Hello! I am trying to annotate named entities that are not contiguous and may overlap. Examples might be: "Type 1 and Type 2 diabetes" => {"Type1 diabetes", "Type2 diabetes"}, or "database design, development, and support" => {"database design", "database development", "database support"}.
Hi! Non-contiguous and potentially overlapping spans can definitely be a little tricky, especially if you want the annotation process to be clear and efficient.
One option could be to just model this as a relation annotation task instead of span annotation and only focus on connecting tokens with the given entity label. For example, in your case, you would annotate "Type" + "1" → "diabetes" and "Type" + "2" → "diabetes". This way, a token or entity fragment can be part of multiple spans of different types and it'll be clearly visualised in the UI with different colours.

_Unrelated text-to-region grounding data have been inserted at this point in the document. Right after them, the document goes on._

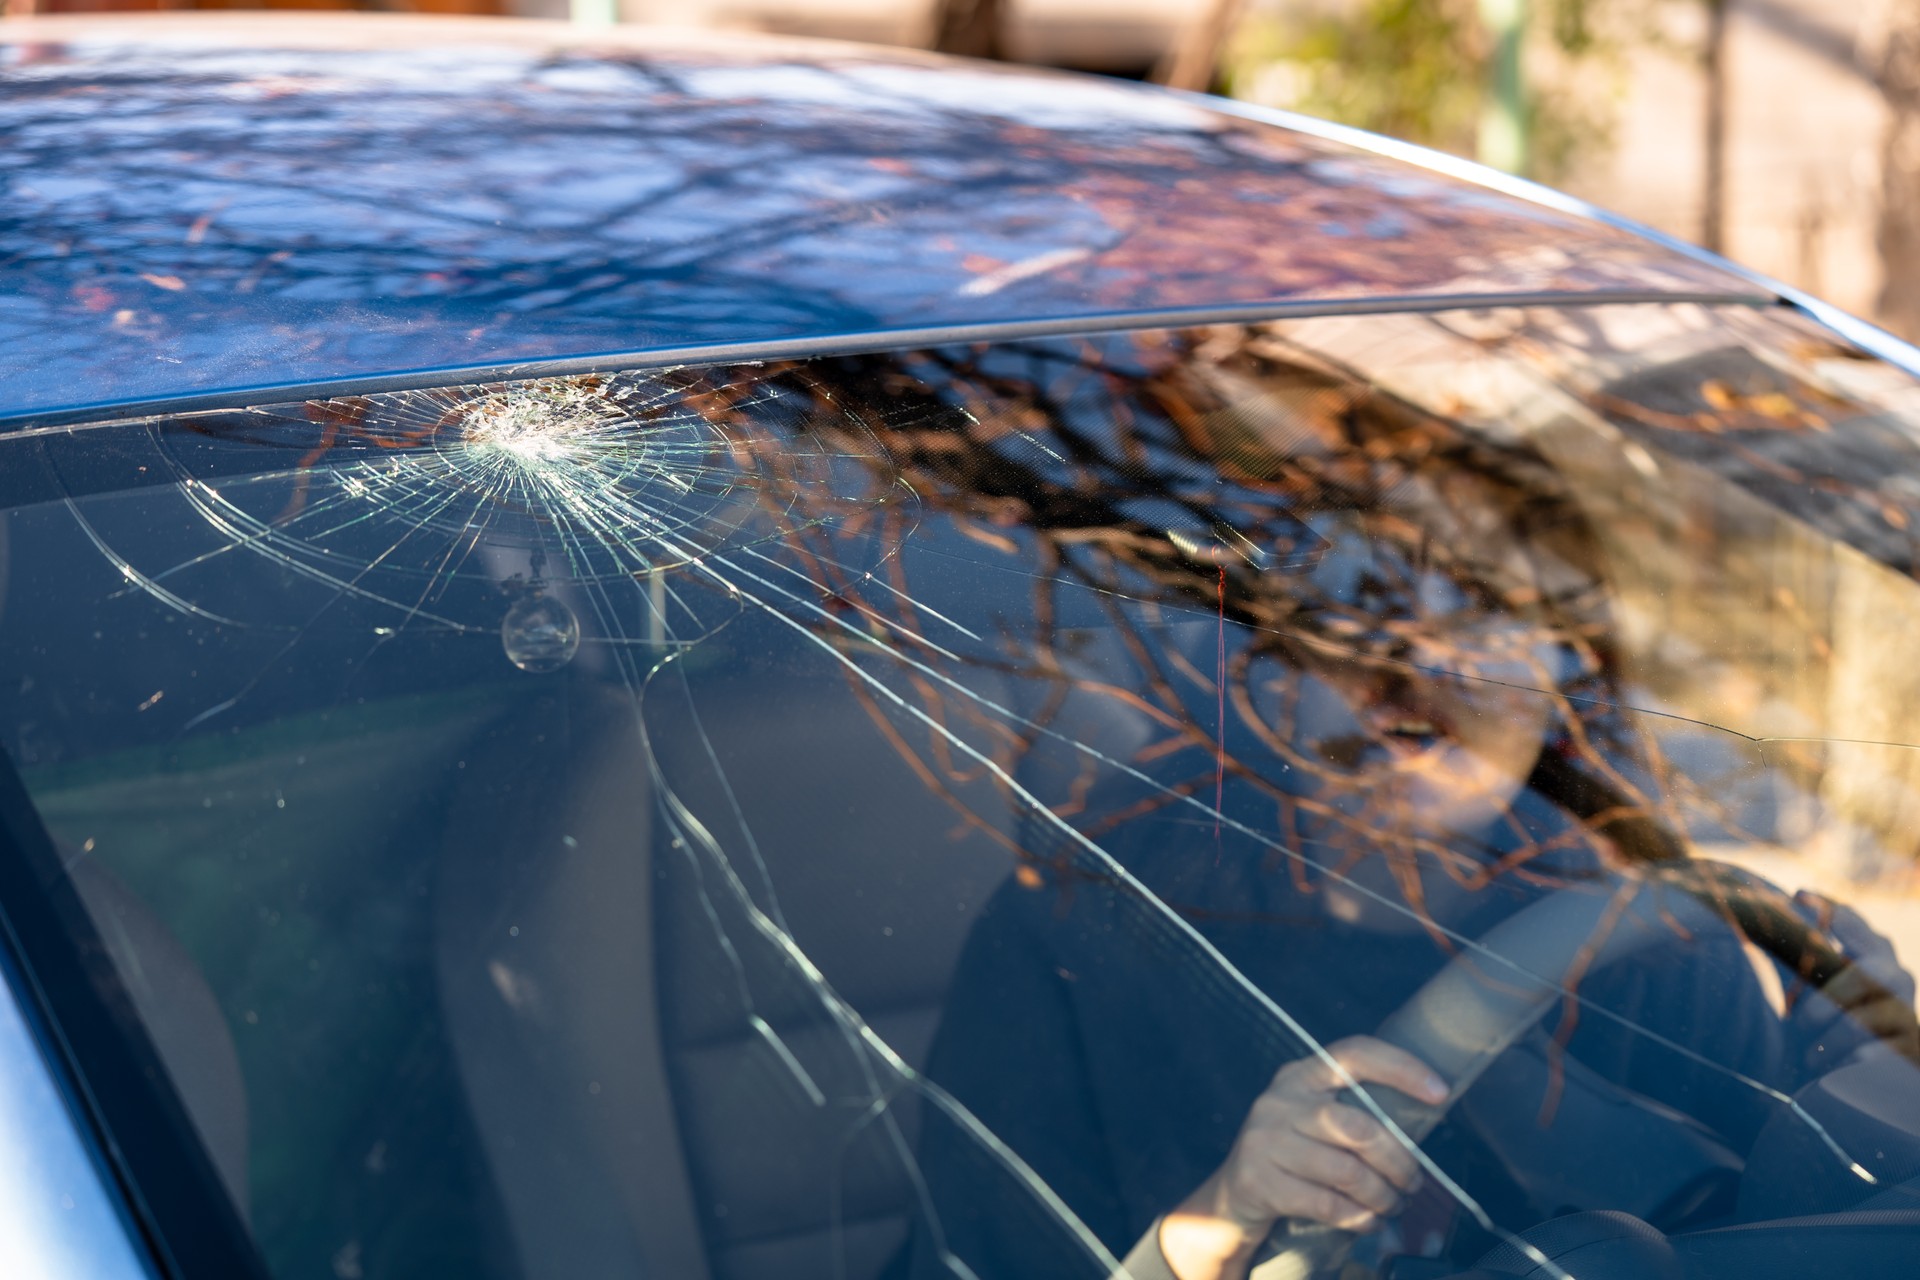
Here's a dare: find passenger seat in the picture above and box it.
[435,667,1015,1280]
[647,664,1017,1280]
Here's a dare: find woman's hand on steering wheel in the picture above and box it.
[1156,1035,1448,1280]
[1794,889,1920,1061]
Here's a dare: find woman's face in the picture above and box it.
[1291,620,1559,832]
[1269,520,1566,928]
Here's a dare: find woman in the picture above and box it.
[886,331,1912,1280]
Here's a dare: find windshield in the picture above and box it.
[4,302,1920,1280]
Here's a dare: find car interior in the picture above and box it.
[42,638,1920,1280]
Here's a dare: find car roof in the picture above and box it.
[0,13,1768,427]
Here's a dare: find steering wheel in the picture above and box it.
[1250,877,1736,1279]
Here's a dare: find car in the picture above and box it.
[3,12,1920,1280]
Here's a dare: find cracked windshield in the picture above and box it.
[7,301,1920,1280]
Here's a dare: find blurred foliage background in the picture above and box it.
[1238,0,1678,181]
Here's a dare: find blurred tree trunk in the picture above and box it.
[930,0,1009,60]
[1876,1,1920,338]
[1478,0,1530,174]
[1156,0,1249,92]
[1701,0,1728,253]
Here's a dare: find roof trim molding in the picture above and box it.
[0,288,1774,436]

Sorry if this sounds a bit abstract – but I made a quick example Initially, your sentence would look like this:
To merge expressions like "Type 1" that are part of the non-contiguous span, you can use the span highlighting mode. I used the label X here because the label doesn't matter – we'll be annotating that at the relation level so that fragments can be part of multiple, potentially different entity types if needed:
The resulting JSON data (see here for an example) will include each annotated relations and the two fragments they connect, with their token indices and offsets into the text, as well as the label. This should make it pretty easy to export the information in the format you're looking for.
The only constructions that would be difficult to express with this approach are cases where you have nested expressions that you want to treat as separate entities (e.g. "Type 2 diabetes" and "Type 2 diabetes research") – but I'm not even sure that this actually makes sense conceptually.